How to transform (almost) plain ASCII text to Lulu-ready PDF files, part 2

2010-10-19 » ebook, pdf, txt2tags

This page gives a general overview of a flow for transforming ASCII files in print-ready PDF books. The reasons for setting up such a flow in this way are explained in the first part of this tutorial.

Basic workflow


The basic usage of txt2tags is really simple. Once you've written something that you need to convert to PDF, text or HTML you can launch the graphic interface with the –gui option or run a command like this at the prompt:
  txt2tags -t xhtml -i mypost.txt -o mypost.html

This will tell txt2tags to save in the mypost.html file an HTML version of the content of mypost.txt. What tells the script the desired output format is the -t (target) option. In this case it is xhtml. Had it been txt or tex, it would have produced a plain text or LaTeX file.
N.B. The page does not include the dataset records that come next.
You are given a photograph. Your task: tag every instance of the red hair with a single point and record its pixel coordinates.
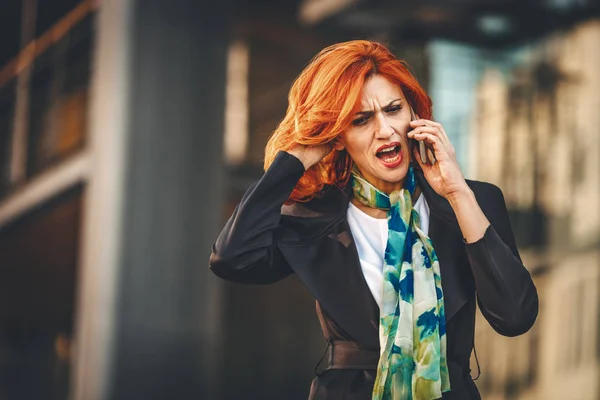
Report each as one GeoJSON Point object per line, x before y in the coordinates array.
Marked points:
{"type": "Point", "coordinates": [323, 100]}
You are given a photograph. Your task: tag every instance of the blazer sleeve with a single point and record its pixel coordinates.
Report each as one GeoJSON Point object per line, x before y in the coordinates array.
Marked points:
{"type": "Point", "coordinates": [506, 294]}
{"type": "Point", "coordinates": [245, 250]}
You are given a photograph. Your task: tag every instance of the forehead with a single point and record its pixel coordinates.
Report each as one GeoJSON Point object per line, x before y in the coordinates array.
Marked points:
{"type": "Point", "coordinates": [379, 90]}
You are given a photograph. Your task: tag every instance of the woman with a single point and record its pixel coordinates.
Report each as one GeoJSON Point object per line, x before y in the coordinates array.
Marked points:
{"type": "Point", "coordinates": [395, 251]}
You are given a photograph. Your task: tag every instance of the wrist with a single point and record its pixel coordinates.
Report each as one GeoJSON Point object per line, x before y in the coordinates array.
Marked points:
{"type": "Point", "coordinates": [462, 195]}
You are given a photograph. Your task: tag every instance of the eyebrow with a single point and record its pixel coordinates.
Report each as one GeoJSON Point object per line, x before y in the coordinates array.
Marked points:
{"type": "Point", "coordinates": [369, 112]}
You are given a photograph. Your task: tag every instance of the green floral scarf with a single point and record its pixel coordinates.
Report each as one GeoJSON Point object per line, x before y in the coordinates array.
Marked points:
{"type": "Point", "coordinates": [412, 328]}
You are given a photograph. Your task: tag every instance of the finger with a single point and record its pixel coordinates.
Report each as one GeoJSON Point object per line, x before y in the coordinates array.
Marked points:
{"type": "Point", "coordinates": [433, 127]}
{"type": "Point", "coordinates": [417, 157]}
{"type": "Point", "coordinates": [427, 130]}
{"type": "Point", "coordinates": [432, 140]}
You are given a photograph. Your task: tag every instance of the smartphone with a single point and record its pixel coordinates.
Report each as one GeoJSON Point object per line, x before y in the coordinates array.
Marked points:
{"type": "Point", "coordinates": [424, 152]}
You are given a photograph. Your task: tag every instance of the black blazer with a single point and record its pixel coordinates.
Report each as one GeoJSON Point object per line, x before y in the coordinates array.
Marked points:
{"type": "Point", "coordinates": [264, 241]}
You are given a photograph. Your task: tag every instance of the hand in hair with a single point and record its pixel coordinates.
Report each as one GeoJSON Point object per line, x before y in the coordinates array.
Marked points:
{"type": "Point", "coordinates": [310, 155]}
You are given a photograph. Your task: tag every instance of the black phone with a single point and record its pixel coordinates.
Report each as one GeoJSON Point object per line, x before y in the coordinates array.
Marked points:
{"type": "Point", "coordinates": [425, 152]}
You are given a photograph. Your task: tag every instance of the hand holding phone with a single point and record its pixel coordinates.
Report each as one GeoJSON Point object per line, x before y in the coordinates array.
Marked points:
{"type": "Point", "coordinates": [425, 152]}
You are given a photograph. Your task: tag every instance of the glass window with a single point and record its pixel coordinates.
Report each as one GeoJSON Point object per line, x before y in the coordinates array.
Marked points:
{"type": "Point", "coordinates": [59, 98]}
{"type": "Point", "coordinates": [7, 108]}
{"type": "Point", "coordinates": [38, 259]}
{"type": "Point", "coordinates": [10, 30]}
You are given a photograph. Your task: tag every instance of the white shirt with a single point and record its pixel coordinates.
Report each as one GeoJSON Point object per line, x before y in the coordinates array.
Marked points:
{"type": "Point", "coordinates": [370, 235]}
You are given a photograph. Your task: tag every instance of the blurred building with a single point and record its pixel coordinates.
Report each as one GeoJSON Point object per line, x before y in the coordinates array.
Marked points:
{"type": "Point", "coordinates": [129, 131]}
{"type": "Point", "coordinates": [536, 134]}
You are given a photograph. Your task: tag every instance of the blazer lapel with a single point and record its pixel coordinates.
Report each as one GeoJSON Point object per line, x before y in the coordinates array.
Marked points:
{"type": "Point", "coordinates": [449, 246]}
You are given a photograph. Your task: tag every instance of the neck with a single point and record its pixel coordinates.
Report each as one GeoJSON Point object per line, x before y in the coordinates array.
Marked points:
{"type": "Point", "coordinates": [377, 212]}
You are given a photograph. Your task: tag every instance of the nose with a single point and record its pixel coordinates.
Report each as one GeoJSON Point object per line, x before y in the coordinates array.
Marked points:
{"type": "Point", "coordinates": [383, 126]}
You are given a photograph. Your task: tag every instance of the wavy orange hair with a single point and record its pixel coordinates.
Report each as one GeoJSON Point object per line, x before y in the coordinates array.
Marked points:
{"type": "Point", "coordinates": [323, 101]}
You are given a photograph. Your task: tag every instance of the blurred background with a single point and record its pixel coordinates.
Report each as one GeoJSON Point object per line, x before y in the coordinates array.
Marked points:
{"type": "Point", "coordinates": [130, 129]}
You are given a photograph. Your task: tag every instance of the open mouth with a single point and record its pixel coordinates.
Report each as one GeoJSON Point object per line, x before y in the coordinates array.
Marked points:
{"type": "Point", "coordinates": [390, 154]}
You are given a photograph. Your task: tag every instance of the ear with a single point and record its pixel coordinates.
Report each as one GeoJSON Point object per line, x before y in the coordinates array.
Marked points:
{"type": "Point", "coordinates": [338, 145]}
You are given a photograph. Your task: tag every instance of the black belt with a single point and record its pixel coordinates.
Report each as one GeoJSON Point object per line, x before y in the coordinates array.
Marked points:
{"type": "Point", "coordinates": [344, 354]}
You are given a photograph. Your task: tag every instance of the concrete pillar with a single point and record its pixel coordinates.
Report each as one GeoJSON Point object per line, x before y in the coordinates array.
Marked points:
{"type": "Point", "coordinates": [148, 316]}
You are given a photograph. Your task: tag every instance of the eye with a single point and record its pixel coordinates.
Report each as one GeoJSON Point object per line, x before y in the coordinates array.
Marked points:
{"type": "Point", "coordinates": [393, 109]}
{"type": "Point", "coordinates": [360, 121]}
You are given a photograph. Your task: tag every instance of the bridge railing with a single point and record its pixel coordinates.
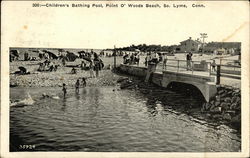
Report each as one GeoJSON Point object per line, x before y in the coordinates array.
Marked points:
{"type": "Point", "coordinates": [230, 66]}
{"type": "Point", "coordinates": [193, 67]}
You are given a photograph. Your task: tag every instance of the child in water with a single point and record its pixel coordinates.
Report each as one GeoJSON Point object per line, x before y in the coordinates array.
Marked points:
{"type": "Point", "coordinates": [77, 85]}
{"type": "Point", "coordinates": [64, 90]}
{"type": "Point", "coordinates": [84, 82]}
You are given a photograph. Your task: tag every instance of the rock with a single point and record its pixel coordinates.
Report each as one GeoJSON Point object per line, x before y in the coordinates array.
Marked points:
{"type": "Point", "coordinates": [221, 91]}
{"type": "Point", "coordinates": [225, 106]}
{"type": "Point", "coordinates": [217, 98]}
{"type": "Point", "coordinates": [212, 102]}
{"type": "Point", "coordinates": [231, 112]}
{"type": "Point", "coordinates": [217, 116]}
{"type": "Point", "coordinates": [217, 103]}
{"type": "Point", "coordinates": [227, 116]}
{"type": "Point", "coordinates": [227, 100]}
{"type": "Point", "coordinates": [233, 106]}
{"type": "Point", "coordinates": [216, 110]}
{"type": "Point", "coordinates": [236, 119]}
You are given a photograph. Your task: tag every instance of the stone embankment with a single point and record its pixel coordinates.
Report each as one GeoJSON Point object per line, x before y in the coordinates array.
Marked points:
{"type": "Point", "coordinates": [226, 105]}
{"type": "Point", "coordinates": [54, 79]}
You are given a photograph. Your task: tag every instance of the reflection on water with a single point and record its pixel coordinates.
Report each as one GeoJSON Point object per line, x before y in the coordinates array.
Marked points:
{"type": "Point", "coordinates": [107, 119]}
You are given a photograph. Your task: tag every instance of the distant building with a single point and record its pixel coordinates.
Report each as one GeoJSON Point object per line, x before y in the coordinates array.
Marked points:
{"type": "Point", "coordinates": [232, 48]}
{"type": "Point", "coordinates": [189, 45]}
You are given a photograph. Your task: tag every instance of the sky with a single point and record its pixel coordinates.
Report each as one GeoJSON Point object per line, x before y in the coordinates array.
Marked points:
{"type": "Point", "coordinates": [27, 26]}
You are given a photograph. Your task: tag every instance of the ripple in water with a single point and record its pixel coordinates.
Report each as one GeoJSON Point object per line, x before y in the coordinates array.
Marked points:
{"type": "Point", "coordinates": [103, 119]}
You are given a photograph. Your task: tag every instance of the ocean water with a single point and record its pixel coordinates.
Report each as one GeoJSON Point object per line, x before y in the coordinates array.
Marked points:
{"type": "Point", "coordinates": [104, 119]}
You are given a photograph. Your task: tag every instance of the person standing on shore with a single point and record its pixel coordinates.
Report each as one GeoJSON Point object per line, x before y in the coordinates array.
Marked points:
{"type": "Point", "coordinates": [152, 63]}
{"type": "Point", "coordinates": [91, 69]}
{"type": "Point", "coordinates": [213, 64]}
{"type": "Point", "coordinates": [97, 64]}
{"type": "Point", "coordinates": [189, 59]}
{"type": "Point", "coordinates": [164, 63]}
{"type": "Point", "coordinates": [77, 86]}
{"type": "Point", "coordinates": [84, 82]}
{"type": "Point", "coordinates": [64, 90]}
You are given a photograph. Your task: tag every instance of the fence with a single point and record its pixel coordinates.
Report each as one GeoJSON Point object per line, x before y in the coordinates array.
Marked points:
{"type": "Point", "coordinates": [194, 67]}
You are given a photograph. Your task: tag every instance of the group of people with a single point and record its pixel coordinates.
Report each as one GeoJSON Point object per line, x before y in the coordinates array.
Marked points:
{"type": "Point", "coordinates": [47, 66]}
{"type": "Point", "coordinates": [133, 58]}
{"type": "Point", "coordinates": [77, 86]}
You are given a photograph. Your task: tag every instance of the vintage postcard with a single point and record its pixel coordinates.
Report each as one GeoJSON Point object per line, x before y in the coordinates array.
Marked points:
{"type": "Point", "coordinates": [124, 79]}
This figure shows the txt2tags source of this article alongside with its plain text, HTML and PDF versions.

As you can see, syntax coloring for txt2tags is already available for Kate (the editor shown above) as well as emacs, Vim and other popular text editors. In order to obtain PDF files, you need to run pdflatex or similar tools on the .tex file created by txt2tags:

  txt2tags -t tex -i mypost.txt -o mypost.tex
pdflatex mypost.tex

From single files to books


The real power of txt2tags, at least for me, is the fact that it makes easy to work on multiple, completely independent source files as if they were one (more on this later). This makes a breeze to create whole books and sets of HTML pages or other content related to the books, always keeping everything in sync and interlinked with the content of the other versions. Here is a real world case, that is how I created the PDF source and its HTML counterparts for the Guide.

I had some specific requirements, which by the way are common to many other projects of mine. First, I wanted each chapter of the book to be in a separate file. This is both to make incremental backups easier and to collate files from different previous projects without duplicating them. Then I wanted to create an independent, online HTML list of all the web pages mentioned in the book, with the same reference numbers used in the printed copy. I also wanted each of those links in the HTML list to have a descriptive caption that I had written by hand. This is, by the way, the reason why I worked out a custom, but relatively simple cross-referencing system, instead of doing everything in LaTeX. For example, at a certain point in the book I wrote that Windows Vista has been defined a “landfill nightmare”. This is the corresponding sentence in source file, complete with txt2tags markup, which includes the reference URL:

  the UK Green Party officially declared Vista... a ["landfill nightmare" http://www.greenparty.org.uk/news/2851]

I wanted the PDF version of the chapter to include a reference number like [19 - 2], to mean it's the second cross-reference of chapter 19. I also wanted the HTML list to associate to that link the same number and the caption 'Windows Vista? A “landfill nightmare”'. Using the scripts explained below produced the HTML source for the online version of the chapter, the PDF shown in the previous figure and the HTML list with the same references number that you can see online.

The main script I used to create the PDF version ready for upload shown above is published and explained in the last part of this tutorial. The PDF resulting after processing the cross-references is shown here.